Subject: Re: df(1) on unmounted device works improperly
To: None <david@l8s.co.uk>
From: Ben Harris <bjh21@netbsd.org>
List: current-users
Date: 03/18/2003 11:18:16
In article <20030318101914.P722@snowdrop.l8s.co.uk> you write:
>On Mon, Mar 17, 2003 at 11:07:22PM -0800, Greywolf wrote:
>> Thus spake Simon Burge ("SB> ") sometime Tomorrow...
>> 
>> SB> Greywolf wrote:
>> SB>
>> SB> > Hey, all,
>> SB> >
>> SB> > with -current kernel and userland as of a week ago (and, it seems, as
>> SB> > far back as 1.6M, if not farther), df(1) does The Wrong Thing.
>> SB>
>> SB> This is from:
>> SB>
>> SB> 	revision 1.43
>> SB> 	date: 2002/08/02 08:17:12;  author: soren;  state: Exp;  lines: +4 -113
>> SB> 	Following FreeBSD's example, remove the old pre-statfs(2) code for
>> SB> 	examining FFS filesystems directly. This also gets rid of df(1)'s
>> SB> 	setgid operator bit.
>
>Saves worring about adding support for otherfs types - or not knowing
>what the answer means because you don't know whether df understands
>the fs type concerned.
>
>Posix requires the current behaviour, so I'm surprised Solaris will
>look at unmounted fs (it probably has a /usr/xpg4/bin/df though).
>
>We aren't actually comformant anyway:
>
>1) posix requires the default output to show the number of free inodes.
>2) posix requires a -t option show the allocated space.

You're confused.  POSIX (in its current incarnation) is IEEE Std 1003.1-2001
without the XSI extensions.  The -t option to df, the requirements on
handling block devices, and the requirement to display numbers of free
inodes are all XSI extensions, which I think NetBSD should be ignoring.

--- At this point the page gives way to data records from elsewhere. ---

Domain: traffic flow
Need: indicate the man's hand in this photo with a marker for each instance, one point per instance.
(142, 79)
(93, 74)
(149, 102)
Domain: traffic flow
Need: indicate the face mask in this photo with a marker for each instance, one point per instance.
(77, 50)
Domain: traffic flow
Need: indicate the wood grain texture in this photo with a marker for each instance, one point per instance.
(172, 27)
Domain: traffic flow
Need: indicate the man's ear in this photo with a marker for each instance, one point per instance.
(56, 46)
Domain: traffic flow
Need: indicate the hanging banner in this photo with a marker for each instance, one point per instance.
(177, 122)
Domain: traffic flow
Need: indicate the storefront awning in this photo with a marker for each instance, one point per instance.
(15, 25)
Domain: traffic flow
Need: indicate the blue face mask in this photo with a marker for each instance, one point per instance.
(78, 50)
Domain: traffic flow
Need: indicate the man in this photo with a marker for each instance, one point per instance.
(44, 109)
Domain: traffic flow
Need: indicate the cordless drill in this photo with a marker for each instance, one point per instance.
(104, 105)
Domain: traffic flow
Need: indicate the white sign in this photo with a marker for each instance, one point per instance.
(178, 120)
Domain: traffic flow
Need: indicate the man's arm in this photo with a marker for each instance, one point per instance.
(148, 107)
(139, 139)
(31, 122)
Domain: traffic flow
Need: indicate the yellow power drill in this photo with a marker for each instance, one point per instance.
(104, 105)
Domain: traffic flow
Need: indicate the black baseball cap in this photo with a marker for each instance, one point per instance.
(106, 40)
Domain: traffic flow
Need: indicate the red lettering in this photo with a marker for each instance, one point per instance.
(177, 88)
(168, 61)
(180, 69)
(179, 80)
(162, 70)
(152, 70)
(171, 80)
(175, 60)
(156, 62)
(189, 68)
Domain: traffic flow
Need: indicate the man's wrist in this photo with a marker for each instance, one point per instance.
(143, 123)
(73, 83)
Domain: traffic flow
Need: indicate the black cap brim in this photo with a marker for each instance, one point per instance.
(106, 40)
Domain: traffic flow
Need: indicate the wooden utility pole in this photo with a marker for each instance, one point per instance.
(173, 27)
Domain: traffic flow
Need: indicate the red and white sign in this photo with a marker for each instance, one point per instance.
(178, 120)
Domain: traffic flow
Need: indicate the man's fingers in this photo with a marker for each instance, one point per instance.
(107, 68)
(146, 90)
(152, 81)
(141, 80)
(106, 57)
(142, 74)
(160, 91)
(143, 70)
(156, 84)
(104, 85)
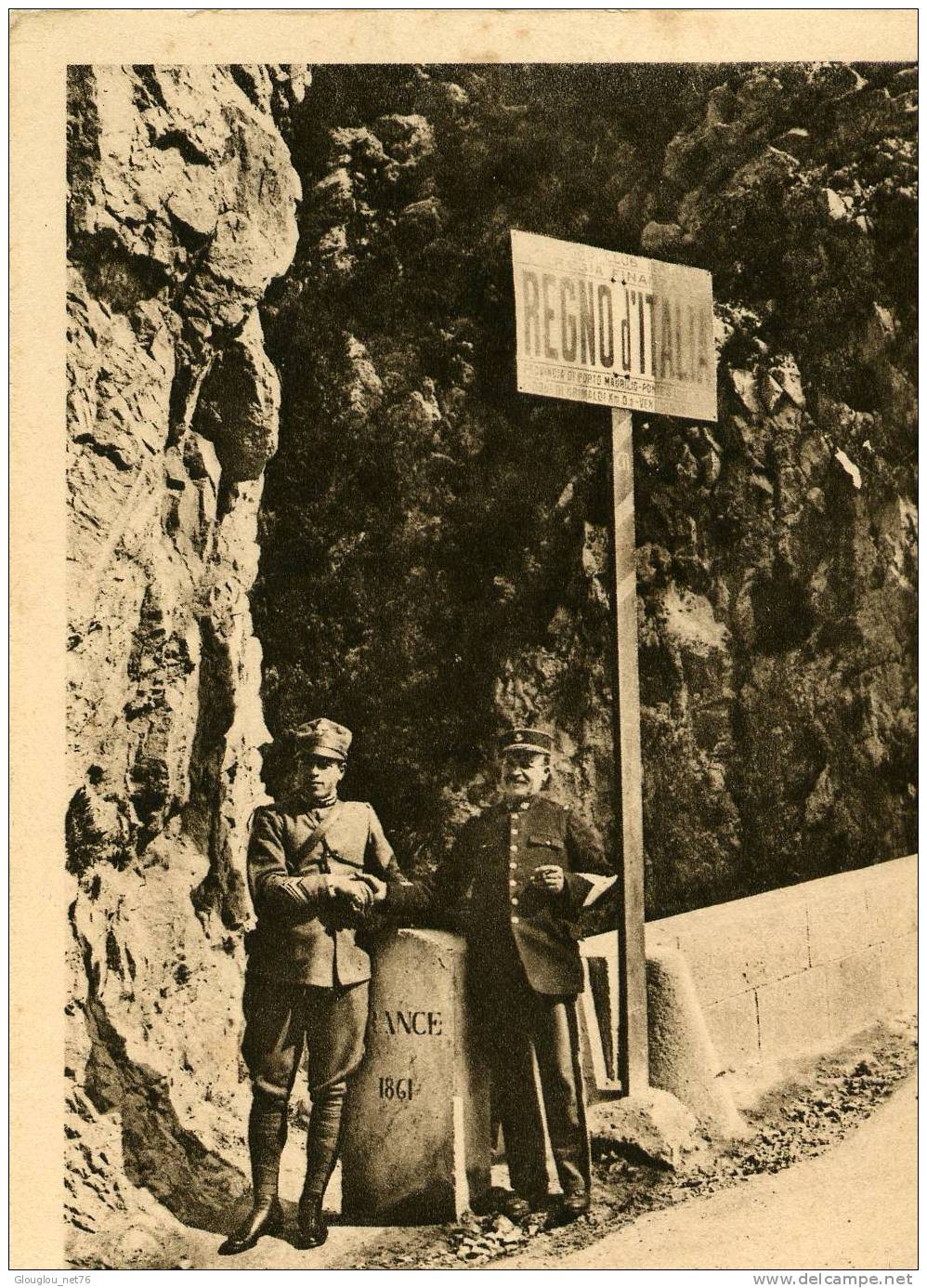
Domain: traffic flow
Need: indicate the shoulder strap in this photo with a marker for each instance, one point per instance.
(317, 834)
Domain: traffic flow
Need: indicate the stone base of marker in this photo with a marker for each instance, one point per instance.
(416, 1137)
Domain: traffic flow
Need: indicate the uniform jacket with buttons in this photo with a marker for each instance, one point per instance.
(304, 934)
(483, 890)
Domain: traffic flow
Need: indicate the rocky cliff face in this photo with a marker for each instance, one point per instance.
(434, 546)
(450, 536)
(182, 210)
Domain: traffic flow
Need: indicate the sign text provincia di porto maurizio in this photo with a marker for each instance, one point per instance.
(612, 329)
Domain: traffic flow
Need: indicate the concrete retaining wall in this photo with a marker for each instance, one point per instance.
(797, 968)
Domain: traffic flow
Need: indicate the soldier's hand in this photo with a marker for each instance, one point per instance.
(549, 876)
(353, 890)
(377, 887)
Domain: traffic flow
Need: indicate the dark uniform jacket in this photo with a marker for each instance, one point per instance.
(306, 935)
(483, 890)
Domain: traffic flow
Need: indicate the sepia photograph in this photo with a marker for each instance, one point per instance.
(480, 821)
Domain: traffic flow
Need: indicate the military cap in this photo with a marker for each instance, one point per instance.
(322, 736)
(527, 740)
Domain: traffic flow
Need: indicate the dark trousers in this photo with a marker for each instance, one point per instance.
(516, 1023)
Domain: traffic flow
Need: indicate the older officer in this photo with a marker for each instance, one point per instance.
(310, 860)
(514, 884)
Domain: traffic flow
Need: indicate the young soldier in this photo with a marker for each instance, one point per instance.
(307, 979)
(514, 884)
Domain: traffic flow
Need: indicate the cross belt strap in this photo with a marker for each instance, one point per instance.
(317, 835)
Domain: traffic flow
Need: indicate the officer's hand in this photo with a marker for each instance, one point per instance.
(353, 890)
(377, 887)
(549, 876)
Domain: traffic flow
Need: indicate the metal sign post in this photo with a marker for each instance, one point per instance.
(630, 334)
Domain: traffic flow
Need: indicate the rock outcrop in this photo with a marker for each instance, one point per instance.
(425, 551)
(457, 531)
(182, 211)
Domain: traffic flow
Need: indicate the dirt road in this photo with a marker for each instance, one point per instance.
(854, 1207)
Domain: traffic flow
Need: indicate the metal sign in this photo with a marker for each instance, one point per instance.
(619, 330)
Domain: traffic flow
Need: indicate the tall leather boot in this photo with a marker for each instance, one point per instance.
(322, 1150)
(267, 1137)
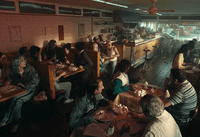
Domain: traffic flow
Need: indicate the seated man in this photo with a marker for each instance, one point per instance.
(34, 53)
(161, 123)
(87, 102)
(51, 55)
(183, 97)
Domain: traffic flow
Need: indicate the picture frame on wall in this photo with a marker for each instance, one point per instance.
(81, 29)
(15, 33)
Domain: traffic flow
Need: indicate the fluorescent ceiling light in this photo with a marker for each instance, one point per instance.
(137, 9)
(110, 3)
(159, 14)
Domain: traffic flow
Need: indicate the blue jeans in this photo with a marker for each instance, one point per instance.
(64, 85)
(14, 112)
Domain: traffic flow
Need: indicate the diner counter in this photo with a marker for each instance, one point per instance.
(134, 52)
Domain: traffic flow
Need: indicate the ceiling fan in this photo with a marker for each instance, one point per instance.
(153, 10)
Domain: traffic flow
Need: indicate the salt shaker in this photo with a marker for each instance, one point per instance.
(111, 129)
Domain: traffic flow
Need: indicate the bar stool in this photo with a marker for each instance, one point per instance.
(146, 62)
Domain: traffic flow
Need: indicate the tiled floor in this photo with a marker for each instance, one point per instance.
(53, 121)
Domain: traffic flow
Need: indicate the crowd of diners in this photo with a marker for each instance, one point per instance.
(165, 117)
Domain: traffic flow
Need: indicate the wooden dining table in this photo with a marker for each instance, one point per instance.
(131, 100)
(100, 128)
(69, 70)
(5, 95)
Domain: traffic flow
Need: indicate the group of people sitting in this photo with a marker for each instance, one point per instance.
(162, 122)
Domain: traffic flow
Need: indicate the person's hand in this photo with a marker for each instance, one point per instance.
(7, 83)
(21, 85)
(99, 115)
(80, 67)
(167, 80)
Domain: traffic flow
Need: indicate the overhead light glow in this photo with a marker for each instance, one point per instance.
(137, 9)
(110, 3)
(159, 14)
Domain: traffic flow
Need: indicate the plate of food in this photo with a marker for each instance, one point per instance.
(129, 126)
(107, 115)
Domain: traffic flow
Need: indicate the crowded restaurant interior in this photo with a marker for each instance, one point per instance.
(102, 68)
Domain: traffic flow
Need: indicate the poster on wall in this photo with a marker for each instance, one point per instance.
(81, 29)
(15, 33)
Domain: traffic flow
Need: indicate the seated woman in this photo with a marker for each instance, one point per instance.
(178, 61)
(113, 53)
(83, 61)
(66, 49)
(86, 103)
(4, 67)
(51, 55)
(25, 76)
(120, 82)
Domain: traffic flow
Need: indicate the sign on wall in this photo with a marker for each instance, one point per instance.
(81, 29)
(15, 33)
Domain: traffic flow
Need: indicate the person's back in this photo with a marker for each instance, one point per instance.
(183, 102)
(162, 126)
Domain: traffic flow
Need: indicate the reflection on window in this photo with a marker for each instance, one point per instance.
(180, 31)
(26, 7)
(7, 5)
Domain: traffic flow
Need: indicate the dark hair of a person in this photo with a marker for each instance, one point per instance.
(51, 44)
(2, 54)
(195, 41)
(191, 45)
(152, 105)
(50, 53)
(123, 65)
(100, 38)
(80, 46)
(22, 50)
(33, 50)
(68, 46)
(178, 74)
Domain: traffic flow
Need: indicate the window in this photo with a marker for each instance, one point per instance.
(26, 7)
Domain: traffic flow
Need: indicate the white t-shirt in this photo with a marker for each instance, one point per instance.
(162, 126)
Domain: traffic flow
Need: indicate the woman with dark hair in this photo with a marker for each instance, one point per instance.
(51, 54)
(120, 82)
(25, 76)
(178, 61)
(86, 103)
(66, 49)
(83, 61)
(4, 67)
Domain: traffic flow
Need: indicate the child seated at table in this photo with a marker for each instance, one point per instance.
(86, 103)
(51, 55)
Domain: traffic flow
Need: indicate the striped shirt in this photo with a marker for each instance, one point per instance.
(183, 102)
(162, 126)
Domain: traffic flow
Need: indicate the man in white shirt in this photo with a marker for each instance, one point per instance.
(161, 123)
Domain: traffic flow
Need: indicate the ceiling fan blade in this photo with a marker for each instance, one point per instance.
(166, 10)
(143, 10)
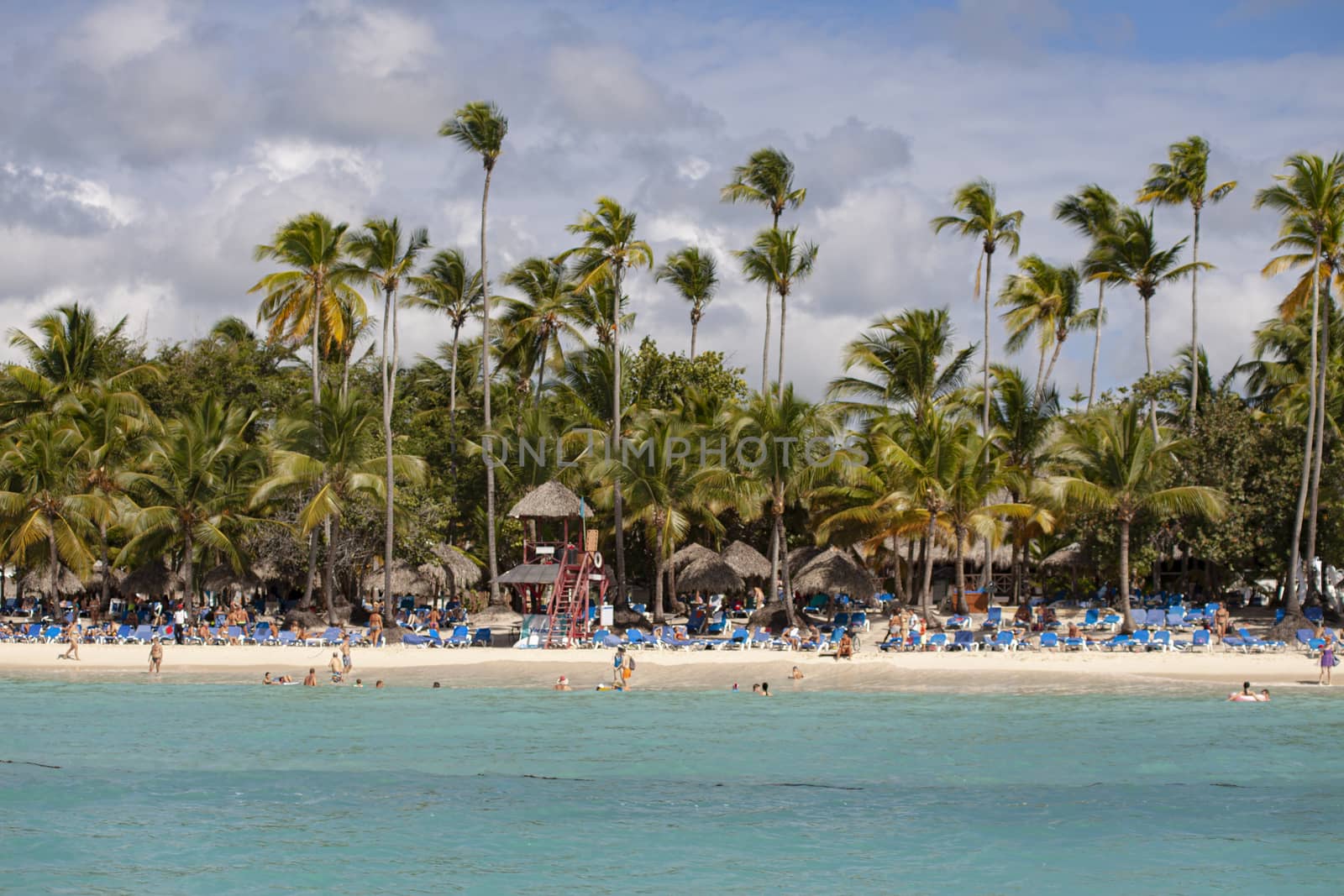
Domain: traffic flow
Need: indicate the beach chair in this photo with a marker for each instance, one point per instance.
(964, 641)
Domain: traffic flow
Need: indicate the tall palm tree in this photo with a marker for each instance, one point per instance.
(1043, 300)
(608, 251)
(777, 259)
(46, 500)
(766, 179)
(480, 129)
(1120, 468)
(694, 275)
(1308, 196)
(300, 301)
(1184, 179)
(1132, 257)
(333, 456)
(902, 363)
(538, 322)
(1092, 211)
(980, 219)
(194, 492)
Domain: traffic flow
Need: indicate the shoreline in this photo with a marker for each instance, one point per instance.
(680, 671)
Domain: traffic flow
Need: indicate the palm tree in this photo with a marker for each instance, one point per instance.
(694, 273)
(46, 500)
(902, 363)
(1120, 468)
(542, 317)
(777, 259)
(333, 456)
(194, 490)
(480, 129)
(609, 250)
(299, 301)
(1184, 179)
(765, 181)
(1043, 300)
(1092, 211)
(981, 219)
(1308, 196)
(1133, 257)
(385, 257)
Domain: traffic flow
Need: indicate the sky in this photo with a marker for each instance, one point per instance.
(150, 144)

Without the XSI extensions, the results of passing df the name of a special
file are unspecified, which permits us to grovel around in unmounted
filesystems if we want.

>I don't know where they got there 'default' output rule from!
>the '-t' clashes :-(

This kind of thing is precisely why I think NetBSD should be ignoring XSI.